The field of nutrition is full of controversy. I’m no stranger to it. It’s actually one of the reasons I love my profession so much. Nutrition is complex, science is ever-evolving, and there are so many dots to connect.
Compared to a lot of fields, nutrition is unique in that everybody has to eat, so everybody has a personal experience with it. (Not so much the case if you’re an electrician, a contract lawyer, a pilot, or a surgeon.) Also, since everybody has to eat, food and nutritional supplements are a massive, massive industry. Everything from food companies to higher education to Netflix documentaries have something to sell you (or an ideology to convince you to adopt).
The downside is that truly evidence-based information is hard to come by. Even as a free-thinking registered dietitian with a strong background in research, I have to work really really hard to find unbiased information.

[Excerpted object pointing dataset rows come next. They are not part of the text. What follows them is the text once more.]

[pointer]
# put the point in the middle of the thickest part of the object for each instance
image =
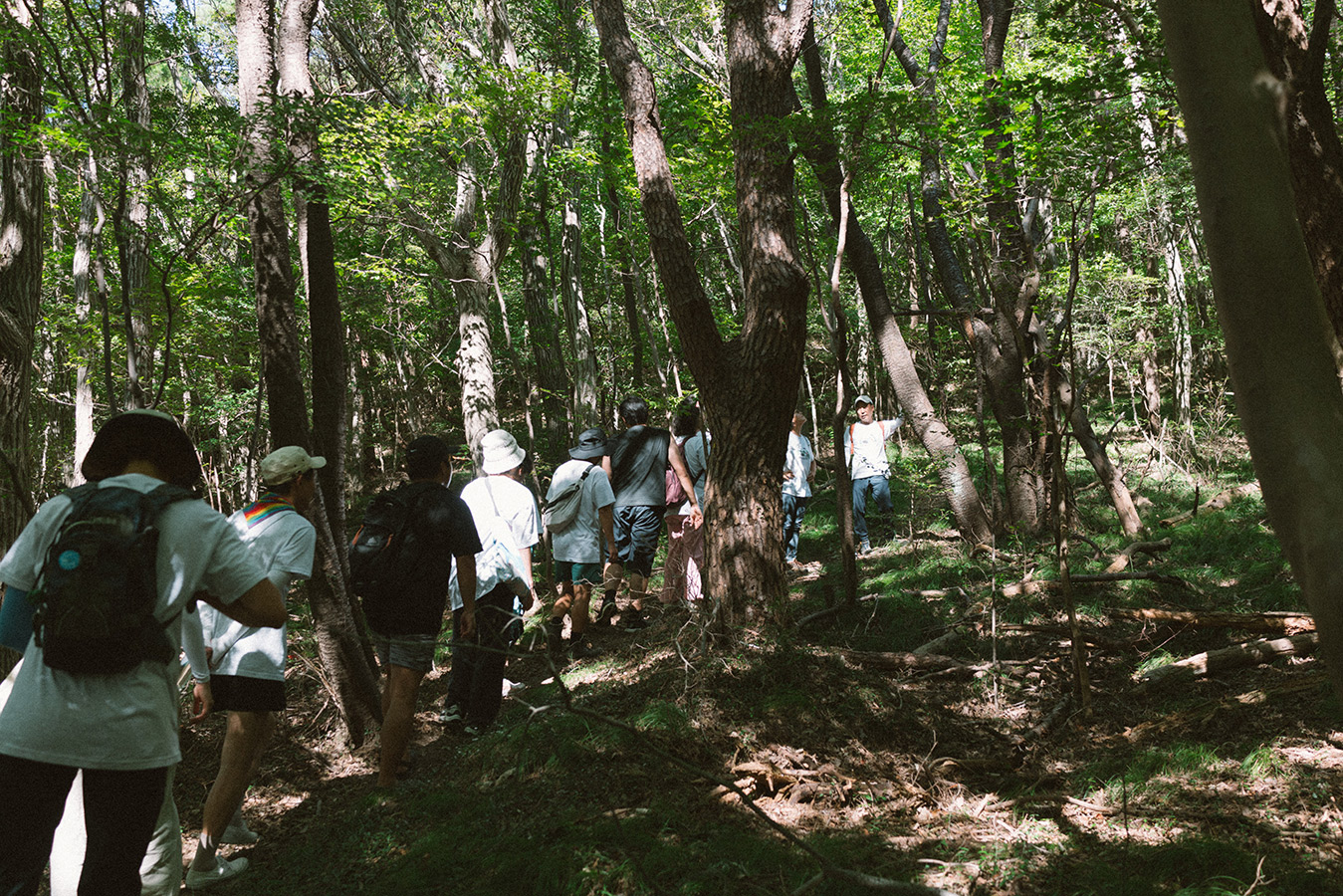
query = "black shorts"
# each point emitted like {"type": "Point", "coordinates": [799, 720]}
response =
{"type": "Point", "coordinates": [239, 693]}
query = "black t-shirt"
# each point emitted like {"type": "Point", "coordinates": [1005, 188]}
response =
{"type": "Point", "coordinates": [439, 528]}
{"type": "Point", "coordinates": [638, 466]}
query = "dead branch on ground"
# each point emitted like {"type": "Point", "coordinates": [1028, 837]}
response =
{"type": "Point", "coordinates": [1288, 622]}
{"type": "Point", "coordinates": [1217, 503]}
{"type": "Point", "coordinates": [1039, 585]}
{"type": "Point", "coordinates": [1126, 557]}
{"type": "Point", "coordinates": [1251, 653]}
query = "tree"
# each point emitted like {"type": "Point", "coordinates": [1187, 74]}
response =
{"type": "Point", "coordinates": [1277, 335]}
{"type": "Point", "coordinates": [747, 383]}
{"type": "Point", "coordinates": [337, 635]}
{"type": "Point", "coordinates": [22, 196]}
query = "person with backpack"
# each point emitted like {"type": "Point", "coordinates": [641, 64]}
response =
{"type": "Point", "coordinates": [637, 461]}
{"type": "Point", "coordinates": [109, 567]}
{"type": "Point", "coordinates": [576, 542]}
{"type": "Point", "coordinates": [402, 561]}
{"type": "Point", "coordinates": [684, 539]}
{"type": "Point", "coordinates": [799, 469]}
{"type": "Point", "coordinates": [247, 664]}
{"type": "Point", "coordinates": [508, 523]}
{"type": "Point", "coordinates": [869, 470]}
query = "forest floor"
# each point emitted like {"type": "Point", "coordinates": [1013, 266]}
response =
{"type": "Point", "coordinates": [989, 776]}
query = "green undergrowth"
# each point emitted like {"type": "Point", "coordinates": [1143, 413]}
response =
{"type": "Point", "coordinates": [1185, 794]}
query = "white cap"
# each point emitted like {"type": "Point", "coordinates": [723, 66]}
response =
{"type": "Point", "coordinates": [289, 462]}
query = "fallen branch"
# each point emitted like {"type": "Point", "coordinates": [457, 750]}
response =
{"type": "Point", "coordinates": [905, 661]}
{"type": "Point", "coordinates": [1288, 622]}
{"type": "Point", "coordinates": [1126, 557]}
{"type": "Point", "coordinates": [1253, 653]}
{"type": "Point", "coordinates": [1039, 585]}
{"type": "Point", "coordinates": [827, 866]}
{"type": "Point", "coordinates": [1217, 503]}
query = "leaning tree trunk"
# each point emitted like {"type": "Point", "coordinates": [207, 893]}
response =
{"type": "Point", "coordinates": [1295, 54]}
{"type": "Point", "coordinates": [337, 615]}
{"type": "Point", "coordinates": [759, 368]}
{"type": "Point", "coordinates": [22, 195]}
{"type": "Point", "coordinates": [953, 469]}
{"type": "Point", "coordinates": [543, 330]}
{"type": "Point", "coordinates": [131, 220]}
{"type": "Point", "coordinates": [1268, 303]}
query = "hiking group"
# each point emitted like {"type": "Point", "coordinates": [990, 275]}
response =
{"type": "Point", "coordinates": [112, 581]}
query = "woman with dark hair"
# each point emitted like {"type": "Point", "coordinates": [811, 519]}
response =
{"type": "Point", "coordinates": [118, 727]}
{"type": "Point", "coordinates": [684, 425]}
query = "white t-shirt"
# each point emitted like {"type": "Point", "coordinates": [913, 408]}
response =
{"type": "Point", "coordinates": [865, 446]}
{"type": "Point", "coordinates": [797, 461]}
{"type": "Point", "coordinates": [511, 501]}
{"type": "Point", "coordinates": [125, 720]}
{"type": "Point", "coordinates": [580, 542]}
{"type": "Point", "coordinates": [284, 545]}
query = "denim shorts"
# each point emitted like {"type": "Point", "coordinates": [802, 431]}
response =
{"type": "Point", "coordinates": [412, 652]}
{"type": "Point", "coordinates": [577, 572]}
{"type": "Point", "coordinates": [242, 693]}
{"type": "Point", "coordinates": [637, 530]}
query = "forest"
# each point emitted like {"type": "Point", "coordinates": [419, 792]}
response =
{"type": "Point", "coordinates": [1088, 250]}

My specialty—prenatal nutrition—is even more challenging because not many types of studies are considered ethical to perform on pregnant women in case it causes harm to the baby. That means many of our current prenatal nutrient recommendations are actually best guesses.
For example, it’s recently been found that the recommended intake for vitamin B12 during pregnancy was underestimated considerably (actual needs are 3x higher). (Journal of Nutrition, 2015) In addition, the optimal intake for choline is likely set far too low. Studies that have supplemented women with more than DOUBLE the current recommendation show significantly better brain development (as measured by reaction time) in infants. (FASEB, 2017)
Why are these two examples relevant to a discussion about a vegetarian diet in pregnancy? Because both vitamin B12 and choline are found primarily in animal foods. If our estimates of these nutrients are off, maybe the recommendation that a diet devoid of animal foods is nutritionally adequate for pregnancy needs to be re-examined.
If you are familiar with my work already, you know my recommendations on optimal nutrition for pregnancy are much, much different than conventional guidelines (which is one of many reasons that I cite and cite and cite my work with relevant research).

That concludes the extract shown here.